Concrete is the most versatile and widely used building material. It is used in dams, canals, and aqueducts; in highways, pavements, and sidewalks; and in buildings, bridges, and other structures, both as a structural and as a decorative material.
Where concrete is not used as the primary structural material, it may be used for fireproofing, waterproofing, or soundproofing. Concrete also acts as a shield against damaging nuclear radiation.
Concrete is of such importance that almost every civil engineering structure uses it. On a worldwide basis the yearly production of concrete amounts to approximately one ton per capita.
Reinforced Concrete. The tensile strength of concrete is usually only about 10% as great as the compressive strength. In order to make practical use of concrete, steel reinforcement is placed within the concrete member to carry the tensile stresses.
Concrete and steel work well together in reinforced concrete because they have similar coefficients of thermal expansion, and a suitable bond can be made between the concrete and the steel rods. Concrete also protects the reinforcing steel from fire and corrosion. Reinforcing is placed in a structural member so that all tensile stresses are transferred from the concrete to the steel. In concrete beams between two supports, steel is placed in the lower portions of the beam where tension stresses due to bending are concentrated. Where beams or floors extend continuously over several supports, concrete may be subjected to tension in the upper side of the member. In this case it is necessary to use steel reinforcement in a position to withstand these tensile stresses. In columns, poles, and chimneys, it is necessary to reinforce all portions that may be subjected to tensile stress. (For weight saving and efficiency, reinforced concrete now is used sometimes as a substitute for cast iron or steel in the structures of heavy machines.)
Prestressed Concrete. The basic principle of prestressed concrete is that the reinforcing steel is under tension, while the concrete is under compression. When a prestressed concrete member is stretched by an applied tensile force, the stress is carried by the steel, which has very high tensile strength. In the concrete part of the member, the stretching relaxes the preexisting compression but does not ordinarily place the concrete under tension. Since concrete is about 10 times as strong in compression as it is in tension, prestressing thus makes use of concrete's characteristic strength. Also, because all of the concrete in prestressed members is in compression, there is negligible cracking due to shrinkage.
Prestressing is applied to steel or concrete for two purposes: first, to induce desirable strains and stresses in the structure, and second, to counterbalance undesirable strains and stresses. In prestressed concrete, the steel reinforcement is prestretched to avoid later excessive lengthening under service loads. The concrete is precompressed to prevent later cracking under tensile stress. This is an ideal combination of the compressive strength of concrete with the tensile strength of steel, and is responsible for the basic desirability of prestressed concrete.
Prestressing has made it possible to increase the span length of concrete members in bridges, roofs, floors, and other structural members. It also enables architects and engineers to design shallower, lighter, and more graceful concrete structures.
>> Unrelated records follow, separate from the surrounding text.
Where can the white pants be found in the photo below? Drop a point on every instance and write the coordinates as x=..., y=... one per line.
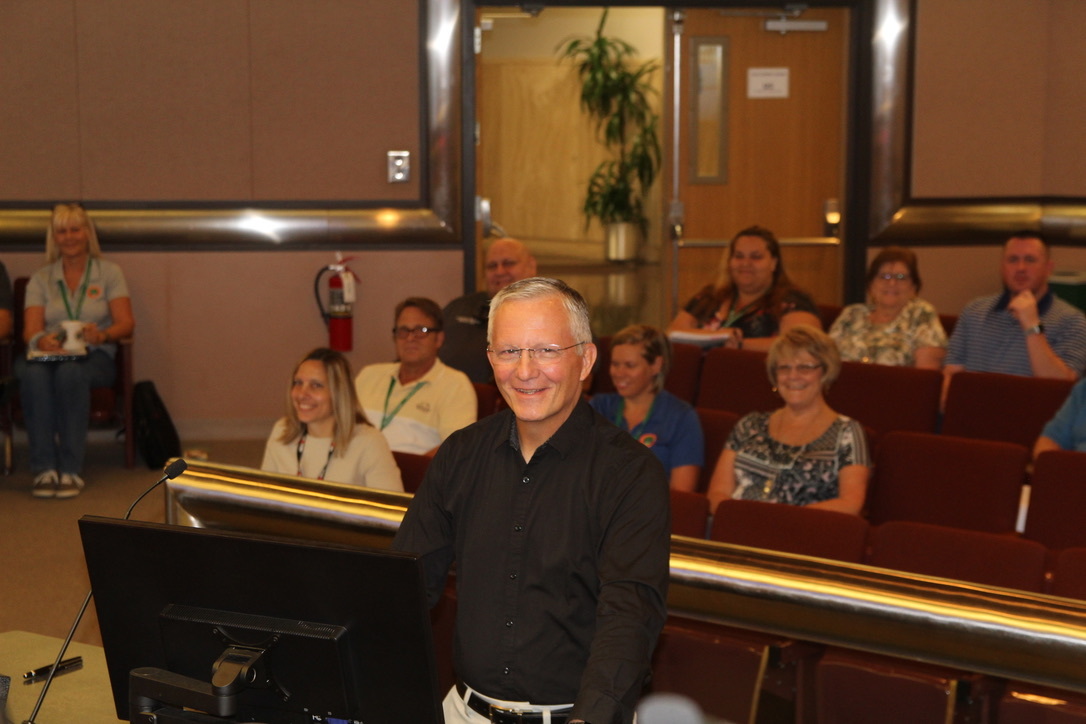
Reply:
x=458, y=712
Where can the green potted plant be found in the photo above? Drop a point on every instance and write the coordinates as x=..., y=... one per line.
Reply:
x=616, y=92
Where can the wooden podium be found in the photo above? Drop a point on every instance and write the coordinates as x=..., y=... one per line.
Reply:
x=77, y=696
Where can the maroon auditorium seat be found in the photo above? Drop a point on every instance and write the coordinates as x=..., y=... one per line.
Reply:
x=988, y=558
x=412, y=469
x=716, y=427
x=1057, y=497
x=887, y=398
x=690, y=513
x=1006, y=407
x=973, y=484
x=791, y=529
x=735, y=380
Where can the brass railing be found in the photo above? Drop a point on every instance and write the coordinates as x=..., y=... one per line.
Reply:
x=1023, y=636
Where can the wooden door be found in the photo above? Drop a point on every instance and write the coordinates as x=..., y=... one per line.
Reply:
x=784, y=155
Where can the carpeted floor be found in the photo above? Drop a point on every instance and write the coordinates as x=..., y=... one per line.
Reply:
x=42, y=576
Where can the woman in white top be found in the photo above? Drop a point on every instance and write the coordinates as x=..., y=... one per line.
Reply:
x=325, y=434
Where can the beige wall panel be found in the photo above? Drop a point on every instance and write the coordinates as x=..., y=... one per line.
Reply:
x=164, y=99
x=981, y=80
x=1065, y=140
x=333, y=90
x=541, y=156
x=39, y=121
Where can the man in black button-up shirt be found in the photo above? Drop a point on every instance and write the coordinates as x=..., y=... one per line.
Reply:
x=557, y=521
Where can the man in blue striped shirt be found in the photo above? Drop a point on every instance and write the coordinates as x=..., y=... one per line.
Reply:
x=1025, y=330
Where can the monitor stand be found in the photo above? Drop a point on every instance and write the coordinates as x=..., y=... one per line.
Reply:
x=154, y=695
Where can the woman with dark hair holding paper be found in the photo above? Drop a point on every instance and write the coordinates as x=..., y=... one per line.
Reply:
x=752, y=301
x=77, y=307
x=325, y=434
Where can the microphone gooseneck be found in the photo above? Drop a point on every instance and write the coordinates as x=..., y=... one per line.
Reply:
x=172, y=470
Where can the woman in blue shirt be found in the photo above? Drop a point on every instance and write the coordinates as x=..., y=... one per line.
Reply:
x=640, y=358
x=76, y=286
x=1068, y=429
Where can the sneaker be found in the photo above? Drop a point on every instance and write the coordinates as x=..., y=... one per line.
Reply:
x=70, y=486
x=45, y=484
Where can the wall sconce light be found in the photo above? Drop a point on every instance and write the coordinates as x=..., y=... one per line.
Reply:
x=831, y=218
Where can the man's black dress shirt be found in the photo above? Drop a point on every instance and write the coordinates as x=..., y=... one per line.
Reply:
x=562, y=563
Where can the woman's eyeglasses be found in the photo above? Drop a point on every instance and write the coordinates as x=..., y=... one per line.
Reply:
x=407, y=332
x=805, y=368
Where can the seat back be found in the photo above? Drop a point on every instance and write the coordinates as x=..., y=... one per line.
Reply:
x=791, y=529
x=1057, y=494
x=887, y=398
x=1008, y=407
x=735, y=380
x=690, y=513
x=973, y=484
x=949, y=553
x=412, y=469
x=716, y=427
x=829, y=314
x=1069, y=573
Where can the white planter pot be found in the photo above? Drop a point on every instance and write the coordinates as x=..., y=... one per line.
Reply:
x=623, y=242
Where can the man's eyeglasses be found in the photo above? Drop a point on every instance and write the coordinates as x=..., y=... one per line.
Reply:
x=805, y=368
x=540, y=355
x=407, y=332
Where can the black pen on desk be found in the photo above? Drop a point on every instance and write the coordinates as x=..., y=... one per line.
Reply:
x=62, y=667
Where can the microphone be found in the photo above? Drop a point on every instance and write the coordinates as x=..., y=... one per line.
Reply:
x=671, y=709
x=171, y=471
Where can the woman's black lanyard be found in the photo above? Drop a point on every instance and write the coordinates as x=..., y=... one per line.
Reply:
x=83, y=293
x=301, y=448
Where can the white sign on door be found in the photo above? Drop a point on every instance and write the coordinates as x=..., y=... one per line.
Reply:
x=767, y=83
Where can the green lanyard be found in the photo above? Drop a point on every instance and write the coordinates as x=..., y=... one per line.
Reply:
x=83, y=293
x=641, y=426
x=387, y=416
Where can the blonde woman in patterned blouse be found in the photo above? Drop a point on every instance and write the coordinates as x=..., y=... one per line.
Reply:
x=804, y=453
x=894, y=327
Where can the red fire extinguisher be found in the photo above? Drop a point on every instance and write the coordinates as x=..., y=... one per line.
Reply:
x=338, y=316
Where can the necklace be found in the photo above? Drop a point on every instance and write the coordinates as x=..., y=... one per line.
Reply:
x=301, y=448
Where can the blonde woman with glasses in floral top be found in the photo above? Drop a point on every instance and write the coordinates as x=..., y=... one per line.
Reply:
x=804, y=453
x=895, y=327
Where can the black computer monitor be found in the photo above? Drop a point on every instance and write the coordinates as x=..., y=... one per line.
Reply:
x=257, y=629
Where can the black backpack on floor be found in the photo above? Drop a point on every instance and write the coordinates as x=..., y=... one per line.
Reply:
x=155, y=435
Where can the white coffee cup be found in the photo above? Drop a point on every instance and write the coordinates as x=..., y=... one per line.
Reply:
x=73, y=337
Concrete Shells. One of the more recent developments in concrete is the use of shells¡Xthin slabs formed into various curved surfaces. The various surfaces that are readily fabricated as concrete shells are cylindrical, hyperbolic, elliptical, and parabolic curves. More complex forms, some resembling seashells, have been used to produce unusual shapes for architectural beauty and grace. Reinforced concrete is quite suitable for shell structures, because the concrete in the shell needs to resist only compressive stresses. All tensile forces are carried by reinforcing steel in the supporting plane surrounding the shell.
The common egg illustrates the tremendous load-carrying capacity imparted by curved surfaces. The egg has exceptional strength in compression with a uniform load bearing around its surface. If an eggshell were to be formed in a thin sheet of the same thickness, however, it would break under a very light load.